There is nothing to indicate that the history of this house is different from its fellows, yet a skirmish took place here during the Revolutionary War the effects of which were important to history, for it was on this occasion that Capt. Henry Lee, of Bland’s, Va., regiment earned his first promotion. Capt. Lee became known to history as “Light Horse Harry” and was the father of Gen. Robert E. Lee, of confederate fame.

A picket guard was established at this old house in 1777 - 78 to prevent supplies being sent to Philadelphia, then occupied by the British. Early on the morning of January 17th Capt. Lee and eleven men of his command, were surrounded here by a British force of some 200 troopers under Tarleton; so well did they defend the place that the British withdrew, leaving four dead, who were buried by the victors in the field forming the northwest corner of the road leading to Berwyn.

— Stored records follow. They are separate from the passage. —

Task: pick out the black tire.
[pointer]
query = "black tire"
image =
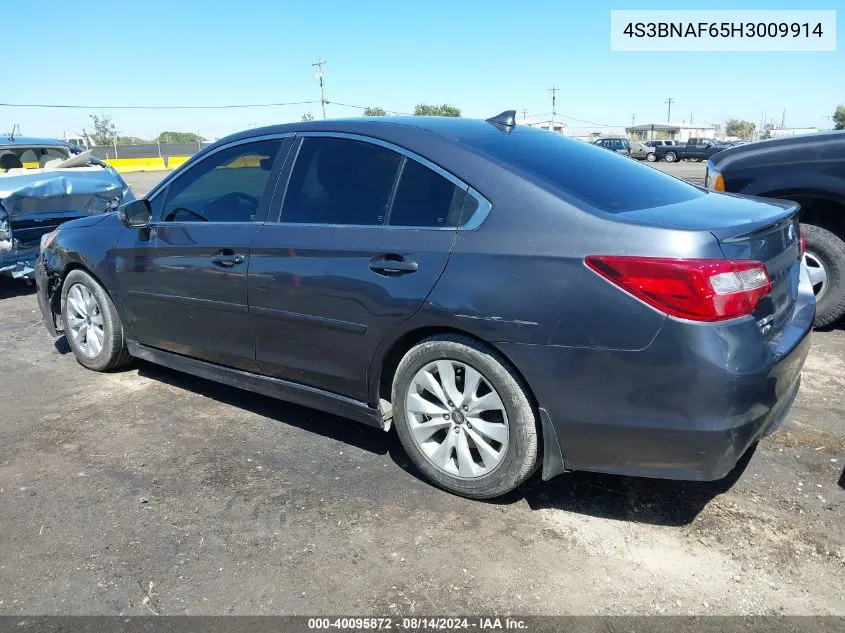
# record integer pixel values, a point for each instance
(521, 456)
(829, 249)
(113, 353)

It was in this clearing near by, that a block house was built in the earliest days of our Province as a defense against the Indians - this, tradition tells us was also used by the Welsh, for church purposes as early as 1685, and here many of their dead were buried prior to the building of the Radnor Church some thirty years later.

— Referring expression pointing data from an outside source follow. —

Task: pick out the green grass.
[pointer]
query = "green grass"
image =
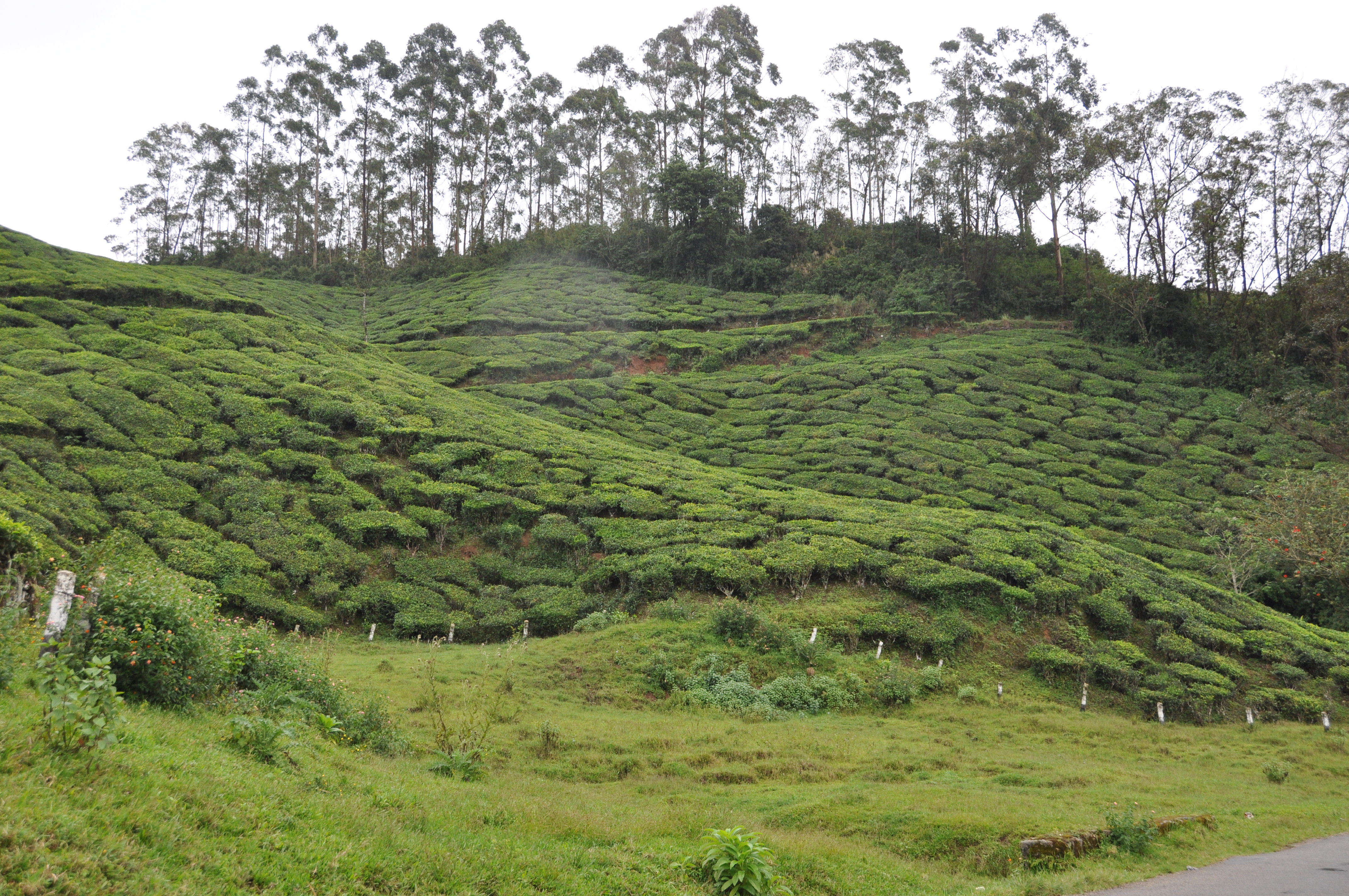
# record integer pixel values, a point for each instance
(296, 470)
(1034, 424)
(1019, 505)
(919, 801)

Leaving this historic corner we drive half a mile to the next road, and there turning to the left a few minutes brings us to the Leopard. In olden times this was a well-known tavern stand, and at the outbreak of the Revolution was kept by Caleb Perry, an ardent patriot, who became Lieutenant Colonel of Atlee’s Battalion of Musketry, and was killed at the Battle of Long Island, August 26th, 1776, being the first Pennsylvanian of note to lose his life in the cause of American liberty.

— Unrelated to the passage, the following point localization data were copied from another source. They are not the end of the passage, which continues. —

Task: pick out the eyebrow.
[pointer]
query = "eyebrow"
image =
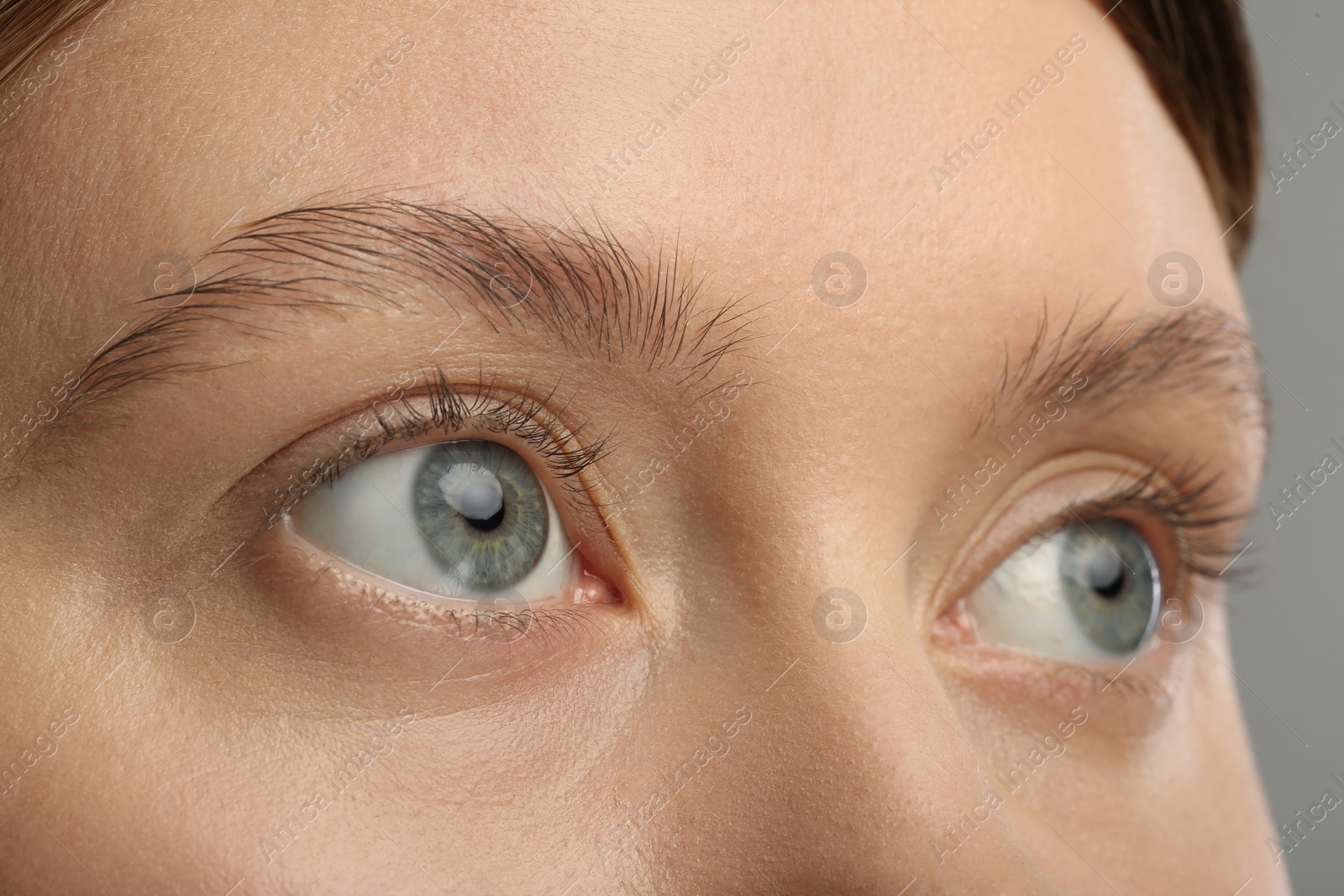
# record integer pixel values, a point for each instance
(1193, 352)
(584, 286)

A few rods to south is the parsonage of the Rev. David Jones, which still retains some of its old time features. So great was the feeling of the British against “Old Davy Jones, the fighting parson of Wayne’s Brigade,” that Gen. Howe sent a special detachment to pillage his plantation and capture the preacher, who barely escaped, while his home was sacked.

A drive of little over half a mile on the Paoli Road brings us to the birth place and homestead of Gen. Anthony Wayne, standing as it was built in 1724 - 65, and a well preserved specimen of colonial architecture of the better class. On the page of engravings preceding is a good illustration of the exterior as well as of the parlor, or “General’s Room” to the right of the spacious hall, kept now in the same condition as it was put by Col. Isaac Wayne in 1824 for the reception of General Lafayette.

Another mile brings us to the Lancaster Turnpike at Paoli, now the terminus of the local or Paoli trains of the Pennsylvania Railroad. This place takes its name from the Gen. Paoli, a notes Inn during colonial and turnpike days, and here may still be seen the office where tolls were collected for the transportation of canal boats on wheels, on the state railroad from Philadelphia to Columbia. It was this old Inn which gave its name to the Paoli Massacre, on the night of September 20th 1777, which took place about one and a half miles further west, a short distance above Malvern.

On this battlefield may be seen two monuments; a small marble pyramid, erected in 1817, which is rapidly being chipped away by relic hunters; and a tall granite shaft unveiled at the Centennial celebration, Sept. 20th, 1877.